July 1, 2018, 1:43 pm
“During the summer, the heat is unbearable. But yet we do see men on motorcycles, so why not bicycles?”
With everything from converted camel tracks to new state of the art cycling tracks, there’s a palpable boom in cycling events and businesses growing around the city’s mission to encourage a more pedestrian environment.
“Dubai isn’t a pedestrian city right now, but I certainly hope this changes as cycling culture continues to grow in our region,” says Amber Mirza, doctor, personal trainer, and founder of Pedal Uprising in Dubai.
Among its many benefits, cycling provides an efficient way to shed unwanted weight and build up fitness. “It gets all the blood flowing and circulating and is known to be a terrific stress buster and mood stabilizer,” explains Mirza. “A vigorous bike ride leaves you feeling very calm, and it’s also easy on the knees. And one can’t forget the importance of sunlight and fresh air.”
The Business of Bicycles
According to Mirza, there has been a huge uptake in businesses catering to cyclists and athletes.
Many outlets around Dubai have sprung up where you can either buy or rent high quality bicycles, helmets and accessories. Among these is the popular Wolfi’s Bike Shop in Al Quoz; Trek Bikes at the Al Qudra Cycle Track; Revolution Cycles at the Dubai Autodrome; The Cycle Hub, also at the Autodrome, which also offers healthy cuisine at its Cycle Bistro.
There are also a number of short-term-rental stations dotted around the city. Bike-sharing facility Byky allows you to rent a bike for up to 24 hours and even offers family fun bikes, go-karts and tricycles. Altogether there are 85 rental stations across Dubai, from Downtown to the Marina and the Palm Jumeirah.
Last year, the Dubai World Trade Centre held their first annual Bicycle exhibition where regional and international bicycle companies showed off the latest cycling technology and services. Cycling clubs from across the Middle East also attended. The inaugural event saw more than 3,000 visitors from the UAE and the wider region pass through its doors.
“There has also been a larger movement of beginner women into the sport. Two years ago, the Women’s League was formed to accommodate women’s cycling and give them a platform to enter competitive cycling events,” says Amber.

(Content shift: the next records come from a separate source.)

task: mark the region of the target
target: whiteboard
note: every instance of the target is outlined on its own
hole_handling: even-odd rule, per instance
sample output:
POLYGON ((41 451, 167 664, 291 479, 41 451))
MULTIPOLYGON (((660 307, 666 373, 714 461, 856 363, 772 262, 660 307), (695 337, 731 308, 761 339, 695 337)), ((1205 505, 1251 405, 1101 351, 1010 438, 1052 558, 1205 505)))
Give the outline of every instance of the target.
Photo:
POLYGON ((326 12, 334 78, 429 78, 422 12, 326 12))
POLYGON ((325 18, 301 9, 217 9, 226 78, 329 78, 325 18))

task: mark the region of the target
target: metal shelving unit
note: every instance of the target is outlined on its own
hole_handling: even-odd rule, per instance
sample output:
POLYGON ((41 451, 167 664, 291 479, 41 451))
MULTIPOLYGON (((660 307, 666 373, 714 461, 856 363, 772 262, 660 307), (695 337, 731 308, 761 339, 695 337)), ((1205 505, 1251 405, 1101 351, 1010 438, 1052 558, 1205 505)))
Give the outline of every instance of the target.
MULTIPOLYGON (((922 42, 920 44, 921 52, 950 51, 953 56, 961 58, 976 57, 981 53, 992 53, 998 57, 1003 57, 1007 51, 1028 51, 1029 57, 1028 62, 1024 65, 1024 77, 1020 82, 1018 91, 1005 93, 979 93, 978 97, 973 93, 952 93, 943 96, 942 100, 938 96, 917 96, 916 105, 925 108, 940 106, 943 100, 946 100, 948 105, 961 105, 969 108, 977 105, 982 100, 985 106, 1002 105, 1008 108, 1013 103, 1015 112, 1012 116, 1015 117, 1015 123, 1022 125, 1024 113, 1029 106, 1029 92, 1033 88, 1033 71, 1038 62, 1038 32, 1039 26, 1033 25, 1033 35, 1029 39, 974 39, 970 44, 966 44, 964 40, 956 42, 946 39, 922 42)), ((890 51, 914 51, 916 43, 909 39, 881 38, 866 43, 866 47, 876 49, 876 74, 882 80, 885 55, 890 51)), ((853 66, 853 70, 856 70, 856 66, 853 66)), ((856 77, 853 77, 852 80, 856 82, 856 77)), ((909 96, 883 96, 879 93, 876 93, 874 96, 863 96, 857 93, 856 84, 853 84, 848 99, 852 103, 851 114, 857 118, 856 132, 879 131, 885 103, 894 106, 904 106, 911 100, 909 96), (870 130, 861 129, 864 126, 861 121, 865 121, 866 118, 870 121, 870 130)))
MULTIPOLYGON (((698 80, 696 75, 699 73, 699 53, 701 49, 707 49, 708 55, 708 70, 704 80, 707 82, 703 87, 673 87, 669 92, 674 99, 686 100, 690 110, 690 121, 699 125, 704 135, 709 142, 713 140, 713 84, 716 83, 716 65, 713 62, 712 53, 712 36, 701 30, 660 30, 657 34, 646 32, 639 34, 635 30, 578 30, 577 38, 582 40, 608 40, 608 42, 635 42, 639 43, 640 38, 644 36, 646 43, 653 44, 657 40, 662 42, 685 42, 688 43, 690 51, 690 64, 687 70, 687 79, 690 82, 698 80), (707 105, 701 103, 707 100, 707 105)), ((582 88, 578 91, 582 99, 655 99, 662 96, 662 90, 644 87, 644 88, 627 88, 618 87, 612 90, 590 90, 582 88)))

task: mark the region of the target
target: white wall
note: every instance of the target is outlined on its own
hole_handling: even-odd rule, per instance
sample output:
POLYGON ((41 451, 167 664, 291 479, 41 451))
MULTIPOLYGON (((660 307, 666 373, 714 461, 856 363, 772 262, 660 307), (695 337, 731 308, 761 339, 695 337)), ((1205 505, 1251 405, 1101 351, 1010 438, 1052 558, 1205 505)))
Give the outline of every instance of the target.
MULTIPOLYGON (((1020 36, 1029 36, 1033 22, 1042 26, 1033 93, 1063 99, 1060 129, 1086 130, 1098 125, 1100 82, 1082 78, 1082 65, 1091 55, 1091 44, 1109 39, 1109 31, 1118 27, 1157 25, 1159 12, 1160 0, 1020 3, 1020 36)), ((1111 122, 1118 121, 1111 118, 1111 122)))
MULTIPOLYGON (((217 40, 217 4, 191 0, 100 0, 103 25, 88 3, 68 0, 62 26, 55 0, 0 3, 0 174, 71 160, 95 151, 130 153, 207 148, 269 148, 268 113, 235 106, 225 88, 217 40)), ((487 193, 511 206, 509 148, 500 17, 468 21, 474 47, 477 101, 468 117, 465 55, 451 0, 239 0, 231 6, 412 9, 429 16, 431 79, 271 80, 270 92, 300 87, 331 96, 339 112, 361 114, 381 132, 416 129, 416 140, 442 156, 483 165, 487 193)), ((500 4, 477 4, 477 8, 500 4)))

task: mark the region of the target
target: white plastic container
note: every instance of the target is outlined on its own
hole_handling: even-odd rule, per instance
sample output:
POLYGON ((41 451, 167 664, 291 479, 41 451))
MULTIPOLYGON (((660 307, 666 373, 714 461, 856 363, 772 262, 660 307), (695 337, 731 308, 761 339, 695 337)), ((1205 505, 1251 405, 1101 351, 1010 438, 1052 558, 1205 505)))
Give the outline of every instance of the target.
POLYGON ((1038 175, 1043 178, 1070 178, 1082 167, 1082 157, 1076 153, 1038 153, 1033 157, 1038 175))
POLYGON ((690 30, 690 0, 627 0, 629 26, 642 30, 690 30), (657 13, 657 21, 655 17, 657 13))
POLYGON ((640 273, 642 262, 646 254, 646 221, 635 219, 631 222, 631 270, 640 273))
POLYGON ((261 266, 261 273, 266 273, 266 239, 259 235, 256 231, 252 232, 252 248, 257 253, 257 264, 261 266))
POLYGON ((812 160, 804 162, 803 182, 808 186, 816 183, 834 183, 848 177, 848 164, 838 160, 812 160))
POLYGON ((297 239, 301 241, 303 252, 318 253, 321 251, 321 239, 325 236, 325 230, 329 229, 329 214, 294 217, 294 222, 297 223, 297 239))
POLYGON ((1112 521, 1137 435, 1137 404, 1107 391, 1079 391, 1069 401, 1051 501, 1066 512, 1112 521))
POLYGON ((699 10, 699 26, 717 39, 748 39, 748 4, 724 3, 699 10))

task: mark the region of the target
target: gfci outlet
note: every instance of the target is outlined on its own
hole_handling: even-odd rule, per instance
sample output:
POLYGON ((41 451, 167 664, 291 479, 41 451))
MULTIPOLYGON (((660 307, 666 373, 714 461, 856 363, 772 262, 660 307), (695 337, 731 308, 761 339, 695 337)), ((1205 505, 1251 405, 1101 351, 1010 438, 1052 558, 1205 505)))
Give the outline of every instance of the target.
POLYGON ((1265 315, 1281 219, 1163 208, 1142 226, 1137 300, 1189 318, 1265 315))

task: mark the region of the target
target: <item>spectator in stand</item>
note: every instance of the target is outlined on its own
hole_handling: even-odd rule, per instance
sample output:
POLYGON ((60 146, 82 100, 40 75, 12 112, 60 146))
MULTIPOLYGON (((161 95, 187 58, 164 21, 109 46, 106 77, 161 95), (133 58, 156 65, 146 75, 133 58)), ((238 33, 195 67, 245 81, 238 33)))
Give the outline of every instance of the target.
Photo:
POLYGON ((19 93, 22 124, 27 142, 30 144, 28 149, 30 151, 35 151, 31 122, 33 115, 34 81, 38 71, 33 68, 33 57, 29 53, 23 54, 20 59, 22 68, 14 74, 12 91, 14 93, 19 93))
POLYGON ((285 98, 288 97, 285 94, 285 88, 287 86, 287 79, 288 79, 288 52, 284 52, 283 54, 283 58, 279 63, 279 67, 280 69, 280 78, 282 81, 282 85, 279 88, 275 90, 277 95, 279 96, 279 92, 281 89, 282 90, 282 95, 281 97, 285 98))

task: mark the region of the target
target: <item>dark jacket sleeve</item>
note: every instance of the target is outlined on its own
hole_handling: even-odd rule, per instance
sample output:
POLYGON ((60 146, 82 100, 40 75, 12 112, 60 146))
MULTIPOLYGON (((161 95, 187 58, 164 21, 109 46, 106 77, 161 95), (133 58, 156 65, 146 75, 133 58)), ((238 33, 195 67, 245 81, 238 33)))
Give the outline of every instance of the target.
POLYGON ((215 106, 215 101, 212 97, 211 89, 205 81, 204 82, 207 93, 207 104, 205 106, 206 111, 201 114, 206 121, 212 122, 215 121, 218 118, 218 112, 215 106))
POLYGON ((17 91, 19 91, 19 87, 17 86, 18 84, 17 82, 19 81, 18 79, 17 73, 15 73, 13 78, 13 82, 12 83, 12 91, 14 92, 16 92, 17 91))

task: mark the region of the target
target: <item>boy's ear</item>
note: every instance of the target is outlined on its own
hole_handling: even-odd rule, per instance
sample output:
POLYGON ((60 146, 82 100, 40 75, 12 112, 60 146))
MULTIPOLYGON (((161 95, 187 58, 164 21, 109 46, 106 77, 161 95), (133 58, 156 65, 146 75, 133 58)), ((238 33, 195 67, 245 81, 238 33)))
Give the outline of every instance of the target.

Spinning off from this, Velo Vixens is a cycling club for women of all ages who share a love of biking.
Other circles include: Cycle Safe Dubai, Dubai Roadsters, which was one of the first cycling clubs in Dubai, and Revolution Cycles, based at the Dubai Autodrome, holds popular night rides.
Dubai has also seen the number of cycling events grow significantly. The Dubai Tour is the city’s premier event. The five-stage tour welcomes many of the best teams and sprinters from around the world, including Marcel Kittel from Germany and Brit Mark Cavendish, all competing for the Circle of Stars trophy. Under the Cycle Challenge Dubai umbrella is Spinneys Dubai 92 Cycle Challenge. This is the largest cycling event in the Middle East, attracting 1,850 riders in past events. As the title suggests, it stretches over 92 km and has a lot of different categories including an Under 16 and a corporate challenge option.
“I have seen much better organization by race directors and the government at these races. The number of participants in the races is growing. Both for men and for women. We even have some very young competitive cyclists. I do feel like we will see more children entering the sport. I see those numbers slowly inching up too…though very small right now,” says Mirza.
Build it and they will come
In the past few years the awareness for this alternative mode of transport has grown as the cycling tracks have become more widespread. Although cycling is viewed more as a sport in Dubai, many labour workers are seen using bicycles as transport, and a number of people who live near to where they work are making use of the new tracks in their communities during the winter months.
Mirza is confident that a widespread shift to a cycling culture will come with more tracks being built. “My personal belief is ‘If you build it, they will come’,” she says.
“We also have weather elements to consider. During the summer, the heat is unbearable. But yet we do see men on motorcycles, so why not bicycles?”
“There are many who would love to cycle to work and back if this was a safe option. While it’s tough in the summer months, the winter is perfect. It could certainly be more friendly if we had the infrastructure to support it,” she says.
Dubai Cycling Tracks (To be designed)
Dubai cycle tracks (exising): 218 km
Locations/areas covered: Seih Assalam, Bab Al Shams, Al Qudra Street, Dubai Water Canal, Jumeirah Street, King Salman bin Abdul Aziz Al Saud Street and Al Mankhool Street
New cycling tracks: 32km (covered 3 areas: Mushrif, Midrif and Al Khawaneej)
Cycling tracks planned: 234km (2018-2021)
Areas to be covered: Al Warqaa, Jumeirah Beach, Nad Al Sheba, Expo 2020 site, Downtown, Jebel Ali, Al Quoz, Al Karama, Oud Metha, Hor Al Anz, Al Qusais and Al Barsha
Target 2021: 500km of cycle tracks in Dubai.